Corruption rules OK

One in two Greeks believes that the state is corrupt and a citizen can get nothing done without bribing, according to a country report released yesterday. The survey, conducted by market research institute GfK Praha in 21 countries in the first half of 2006, also says that 55 percent of Greeks take the view that a business in Greece can win no public tender without bribing, while 47 percent fear that if bribing is eradicated the country will come to a near-standstill. Nevertheless, an overwhelming majority of those surveyed (84 percent) consider bribing as immoral, while 22 percent think it is something natural. Furthermore, 68 percent say they have never bribed and want the government to adopt measures against corruption; 75 percent believe it is the government that must win this battle. All the same, 46 percent of Greeks see corruption rising in coming years and 56 percent believe their country today is more corrupt than other European countries. Unnecessary According to the report, most Europeans do not consider corruption as something obvious nor as a normal part of their everyday life.

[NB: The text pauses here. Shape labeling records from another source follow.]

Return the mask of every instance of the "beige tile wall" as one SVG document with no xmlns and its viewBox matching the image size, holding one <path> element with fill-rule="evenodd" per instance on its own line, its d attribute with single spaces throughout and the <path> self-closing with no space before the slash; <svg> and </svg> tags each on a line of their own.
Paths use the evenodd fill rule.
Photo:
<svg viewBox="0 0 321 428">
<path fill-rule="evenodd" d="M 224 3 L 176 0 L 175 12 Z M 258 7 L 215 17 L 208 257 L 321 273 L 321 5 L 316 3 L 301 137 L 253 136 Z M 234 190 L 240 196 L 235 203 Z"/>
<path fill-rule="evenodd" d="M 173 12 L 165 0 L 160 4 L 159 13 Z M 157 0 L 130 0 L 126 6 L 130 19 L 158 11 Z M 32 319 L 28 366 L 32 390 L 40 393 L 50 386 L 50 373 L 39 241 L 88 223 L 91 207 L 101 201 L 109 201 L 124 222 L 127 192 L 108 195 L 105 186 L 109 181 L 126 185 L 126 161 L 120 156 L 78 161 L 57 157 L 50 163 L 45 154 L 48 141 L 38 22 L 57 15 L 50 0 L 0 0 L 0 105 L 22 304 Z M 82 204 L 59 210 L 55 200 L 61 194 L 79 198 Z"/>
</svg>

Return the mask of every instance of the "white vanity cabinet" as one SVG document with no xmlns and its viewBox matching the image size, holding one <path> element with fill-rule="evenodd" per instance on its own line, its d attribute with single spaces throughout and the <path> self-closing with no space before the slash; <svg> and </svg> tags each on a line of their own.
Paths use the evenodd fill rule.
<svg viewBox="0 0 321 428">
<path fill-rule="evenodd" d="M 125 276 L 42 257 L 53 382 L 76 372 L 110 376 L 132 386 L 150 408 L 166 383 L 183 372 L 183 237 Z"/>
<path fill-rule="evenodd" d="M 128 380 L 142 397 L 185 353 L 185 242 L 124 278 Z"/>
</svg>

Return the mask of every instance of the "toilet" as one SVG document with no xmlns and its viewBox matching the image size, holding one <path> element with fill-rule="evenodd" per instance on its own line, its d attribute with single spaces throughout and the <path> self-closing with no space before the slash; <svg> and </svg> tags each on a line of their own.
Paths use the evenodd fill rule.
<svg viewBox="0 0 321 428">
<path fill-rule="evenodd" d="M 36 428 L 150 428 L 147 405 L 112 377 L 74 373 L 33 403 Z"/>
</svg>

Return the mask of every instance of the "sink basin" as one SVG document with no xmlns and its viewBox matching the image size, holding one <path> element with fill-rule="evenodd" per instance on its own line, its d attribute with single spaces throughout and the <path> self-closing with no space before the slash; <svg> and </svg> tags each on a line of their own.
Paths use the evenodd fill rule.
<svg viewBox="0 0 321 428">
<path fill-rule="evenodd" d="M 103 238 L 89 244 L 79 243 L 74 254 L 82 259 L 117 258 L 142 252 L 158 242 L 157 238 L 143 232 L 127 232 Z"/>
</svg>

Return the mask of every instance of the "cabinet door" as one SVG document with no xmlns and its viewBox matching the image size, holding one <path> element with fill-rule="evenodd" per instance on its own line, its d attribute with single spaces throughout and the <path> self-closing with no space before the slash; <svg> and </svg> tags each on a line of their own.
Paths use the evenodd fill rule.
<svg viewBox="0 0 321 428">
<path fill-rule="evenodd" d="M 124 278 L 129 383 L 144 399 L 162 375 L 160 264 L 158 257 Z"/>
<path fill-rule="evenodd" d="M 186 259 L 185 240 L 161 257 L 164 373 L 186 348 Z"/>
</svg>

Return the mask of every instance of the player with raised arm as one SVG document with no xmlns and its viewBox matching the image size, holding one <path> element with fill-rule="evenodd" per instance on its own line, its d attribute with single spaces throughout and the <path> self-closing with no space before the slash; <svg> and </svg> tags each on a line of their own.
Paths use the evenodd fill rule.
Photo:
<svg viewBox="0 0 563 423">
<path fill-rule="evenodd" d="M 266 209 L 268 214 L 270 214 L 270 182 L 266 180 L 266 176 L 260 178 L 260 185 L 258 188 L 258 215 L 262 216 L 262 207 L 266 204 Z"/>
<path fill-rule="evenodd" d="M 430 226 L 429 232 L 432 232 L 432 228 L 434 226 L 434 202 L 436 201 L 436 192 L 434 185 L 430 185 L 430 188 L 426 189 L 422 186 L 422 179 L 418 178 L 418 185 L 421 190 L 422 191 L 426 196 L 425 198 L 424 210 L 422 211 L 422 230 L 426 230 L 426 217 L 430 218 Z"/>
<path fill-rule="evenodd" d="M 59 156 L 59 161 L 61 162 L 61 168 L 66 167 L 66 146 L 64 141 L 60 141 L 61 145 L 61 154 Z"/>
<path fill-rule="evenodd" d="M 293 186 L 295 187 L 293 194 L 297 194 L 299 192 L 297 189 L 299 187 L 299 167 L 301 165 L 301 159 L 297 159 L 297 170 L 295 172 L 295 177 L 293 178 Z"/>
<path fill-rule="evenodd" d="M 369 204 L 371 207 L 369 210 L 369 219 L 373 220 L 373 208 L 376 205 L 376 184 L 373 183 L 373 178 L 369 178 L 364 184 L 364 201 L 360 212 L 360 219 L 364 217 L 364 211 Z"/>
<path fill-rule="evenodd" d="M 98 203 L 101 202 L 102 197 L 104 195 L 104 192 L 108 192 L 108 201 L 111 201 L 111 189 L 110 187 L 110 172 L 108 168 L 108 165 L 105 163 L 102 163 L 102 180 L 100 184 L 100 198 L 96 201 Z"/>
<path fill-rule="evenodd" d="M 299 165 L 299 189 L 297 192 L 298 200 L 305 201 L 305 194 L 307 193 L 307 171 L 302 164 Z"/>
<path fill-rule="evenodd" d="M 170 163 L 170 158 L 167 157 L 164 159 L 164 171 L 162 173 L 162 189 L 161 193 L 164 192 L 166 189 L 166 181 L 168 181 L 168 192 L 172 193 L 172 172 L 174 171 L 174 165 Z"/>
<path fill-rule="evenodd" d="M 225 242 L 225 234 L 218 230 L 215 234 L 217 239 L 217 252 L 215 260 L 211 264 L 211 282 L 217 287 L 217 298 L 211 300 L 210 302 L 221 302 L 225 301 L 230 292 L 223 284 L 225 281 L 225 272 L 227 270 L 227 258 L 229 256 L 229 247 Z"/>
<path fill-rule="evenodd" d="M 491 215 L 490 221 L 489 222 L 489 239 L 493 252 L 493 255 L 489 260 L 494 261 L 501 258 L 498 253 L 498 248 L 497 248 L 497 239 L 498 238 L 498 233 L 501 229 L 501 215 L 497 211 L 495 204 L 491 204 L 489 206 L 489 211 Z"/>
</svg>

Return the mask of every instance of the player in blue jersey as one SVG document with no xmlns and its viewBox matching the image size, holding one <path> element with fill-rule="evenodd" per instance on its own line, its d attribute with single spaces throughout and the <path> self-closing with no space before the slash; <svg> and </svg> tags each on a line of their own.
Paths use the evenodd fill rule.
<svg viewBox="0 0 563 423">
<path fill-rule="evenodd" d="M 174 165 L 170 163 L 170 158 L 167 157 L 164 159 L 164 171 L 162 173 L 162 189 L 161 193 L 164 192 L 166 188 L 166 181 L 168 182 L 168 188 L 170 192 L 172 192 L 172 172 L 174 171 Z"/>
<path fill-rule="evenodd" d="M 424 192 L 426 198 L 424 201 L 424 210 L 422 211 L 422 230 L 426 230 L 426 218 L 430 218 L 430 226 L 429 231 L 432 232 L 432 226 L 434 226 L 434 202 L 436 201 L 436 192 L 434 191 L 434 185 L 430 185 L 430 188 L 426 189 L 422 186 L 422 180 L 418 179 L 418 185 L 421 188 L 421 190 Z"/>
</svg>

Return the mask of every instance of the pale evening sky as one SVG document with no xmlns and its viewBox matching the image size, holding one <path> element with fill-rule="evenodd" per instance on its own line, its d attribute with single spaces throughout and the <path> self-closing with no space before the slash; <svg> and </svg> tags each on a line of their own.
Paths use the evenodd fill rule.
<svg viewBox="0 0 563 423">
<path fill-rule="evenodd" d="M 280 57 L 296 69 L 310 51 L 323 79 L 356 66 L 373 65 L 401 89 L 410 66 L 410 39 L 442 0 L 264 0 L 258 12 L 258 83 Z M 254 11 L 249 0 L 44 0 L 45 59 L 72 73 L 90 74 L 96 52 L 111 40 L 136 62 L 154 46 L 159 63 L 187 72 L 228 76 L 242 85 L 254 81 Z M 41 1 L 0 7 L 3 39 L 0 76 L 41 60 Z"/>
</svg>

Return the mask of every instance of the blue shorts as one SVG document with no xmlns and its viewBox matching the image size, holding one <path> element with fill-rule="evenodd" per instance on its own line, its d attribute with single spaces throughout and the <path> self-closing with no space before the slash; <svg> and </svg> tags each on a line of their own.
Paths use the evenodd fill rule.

About six out of 10 people who responded to the questionnaire (59 percent) believe either that bribing is not necessary and things can be achieved with a little patience, or that bribing is completely unnecessary. One-third said bribing is completely meaningless. The countries included in the survey were Bosnia-Herzegovina, Bulgaria, Croatia, the Czech Republic, Estonia, Italy, Latvia, Hungary, the Netherlands, Poland, Portugal, Austria, Romania, Russia, Greece, Slovakia, Slovenia, Serbia and Montenegro, Sweden, Ukraine and the UK. Sweden emerged as the least corrupt country and Ukraine and Russia as the most corrupt.